There’s an arch-villainous logic to Nicolae’s suspicion here. It’s the old bit about the arch-villain being unable to foresee the hero’s actions because he’s expecting everyone else to do what he would do in their position.

But it doesn’t really make sense for Nicolae because he isn’t your run-of-the-mill arch-villain. He’s also the Antichrist. Tricking the world into believing that he is the Messiah is his job. That ought to mean that he’s far more of an expert on messianic expectations and prophecies than anyone could ever hope to become from a mere three years of study. The demons and devils and the generations of human secret societies who have sworn allegiance to them really ought to have done a better job preparing Nicolae’s messianic pedigree. (Those secret societies of Satan-worshippers haven’t appeared in this series of books, but this is an Antichrist story, after all, so I can’t help but picture Ruth Gordon lurking about somewhere in the shadows.) The counterfeit Christ should have been quick to recognize a description of the genuine article — even a description as quirky and selective as Ben-Judah’s.

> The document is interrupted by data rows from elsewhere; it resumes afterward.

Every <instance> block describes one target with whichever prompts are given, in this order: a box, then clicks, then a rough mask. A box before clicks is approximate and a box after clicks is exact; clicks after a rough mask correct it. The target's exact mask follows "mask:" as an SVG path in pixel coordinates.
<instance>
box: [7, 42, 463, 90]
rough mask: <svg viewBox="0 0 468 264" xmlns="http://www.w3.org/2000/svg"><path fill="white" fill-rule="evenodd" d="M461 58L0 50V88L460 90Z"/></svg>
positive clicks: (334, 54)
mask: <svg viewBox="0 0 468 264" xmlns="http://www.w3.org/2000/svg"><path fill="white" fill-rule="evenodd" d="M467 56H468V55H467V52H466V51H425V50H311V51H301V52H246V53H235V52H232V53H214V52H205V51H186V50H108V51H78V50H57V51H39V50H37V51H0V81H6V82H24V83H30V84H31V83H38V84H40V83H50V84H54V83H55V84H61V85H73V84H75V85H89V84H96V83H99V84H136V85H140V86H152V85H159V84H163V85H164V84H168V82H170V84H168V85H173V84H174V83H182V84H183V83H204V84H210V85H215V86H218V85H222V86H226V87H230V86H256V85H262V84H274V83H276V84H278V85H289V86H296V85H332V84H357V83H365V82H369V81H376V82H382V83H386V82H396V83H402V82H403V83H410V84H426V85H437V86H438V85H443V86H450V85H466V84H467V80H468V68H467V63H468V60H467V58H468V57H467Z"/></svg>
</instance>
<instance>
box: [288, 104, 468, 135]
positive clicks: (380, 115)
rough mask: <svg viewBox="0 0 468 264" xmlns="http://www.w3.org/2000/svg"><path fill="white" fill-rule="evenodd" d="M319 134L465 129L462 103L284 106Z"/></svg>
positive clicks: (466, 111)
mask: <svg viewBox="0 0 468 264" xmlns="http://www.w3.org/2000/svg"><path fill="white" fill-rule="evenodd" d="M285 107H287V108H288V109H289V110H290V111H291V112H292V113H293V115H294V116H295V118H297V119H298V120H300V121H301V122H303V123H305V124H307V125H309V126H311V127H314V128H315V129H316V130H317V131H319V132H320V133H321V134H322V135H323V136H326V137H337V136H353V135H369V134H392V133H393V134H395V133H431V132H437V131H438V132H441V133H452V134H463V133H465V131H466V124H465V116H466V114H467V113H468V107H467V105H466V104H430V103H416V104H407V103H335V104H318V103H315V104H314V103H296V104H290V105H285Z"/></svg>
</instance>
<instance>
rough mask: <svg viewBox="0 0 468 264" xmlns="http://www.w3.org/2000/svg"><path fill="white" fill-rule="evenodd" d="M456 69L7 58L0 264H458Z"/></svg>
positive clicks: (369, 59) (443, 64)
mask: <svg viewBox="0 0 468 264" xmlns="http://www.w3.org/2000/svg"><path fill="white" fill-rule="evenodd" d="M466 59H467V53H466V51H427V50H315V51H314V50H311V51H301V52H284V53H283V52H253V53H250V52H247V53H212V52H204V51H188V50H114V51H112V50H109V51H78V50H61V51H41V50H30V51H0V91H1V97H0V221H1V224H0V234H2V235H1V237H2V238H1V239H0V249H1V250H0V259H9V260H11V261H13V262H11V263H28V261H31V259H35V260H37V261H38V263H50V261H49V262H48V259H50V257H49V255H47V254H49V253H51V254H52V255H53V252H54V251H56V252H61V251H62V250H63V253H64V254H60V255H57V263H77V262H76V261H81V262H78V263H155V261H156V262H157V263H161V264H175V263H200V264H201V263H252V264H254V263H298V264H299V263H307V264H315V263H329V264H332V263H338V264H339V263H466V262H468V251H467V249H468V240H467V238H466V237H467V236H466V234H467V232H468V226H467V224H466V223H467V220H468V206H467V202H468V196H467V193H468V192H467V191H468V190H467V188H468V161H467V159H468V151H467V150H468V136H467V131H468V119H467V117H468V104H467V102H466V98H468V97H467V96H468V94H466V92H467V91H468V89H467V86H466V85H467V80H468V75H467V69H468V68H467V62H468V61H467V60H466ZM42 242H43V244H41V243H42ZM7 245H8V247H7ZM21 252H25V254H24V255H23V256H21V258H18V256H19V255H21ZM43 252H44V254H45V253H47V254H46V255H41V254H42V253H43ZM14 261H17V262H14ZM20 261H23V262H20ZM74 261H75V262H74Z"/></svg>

Rayford is the only character allowed to show any sign of familiarity with the story of Christmas. A few pages before Ben-Judah finally states what he’s been hinting at — and a few pages long after even the dimmest reader had already figured it out — Rayford thinks to himself that he can see where Ben-Judah is headed. “It should be obvious to more than Carpathia by now,” he thinks.

And it should be. But the authors, as usual, don’t write things as they should be. So instead we get this torturous chapter of unsuspense and anticlimax in which the rabbi explains that the Christian scriptures, as read by Christians, teach about Christ.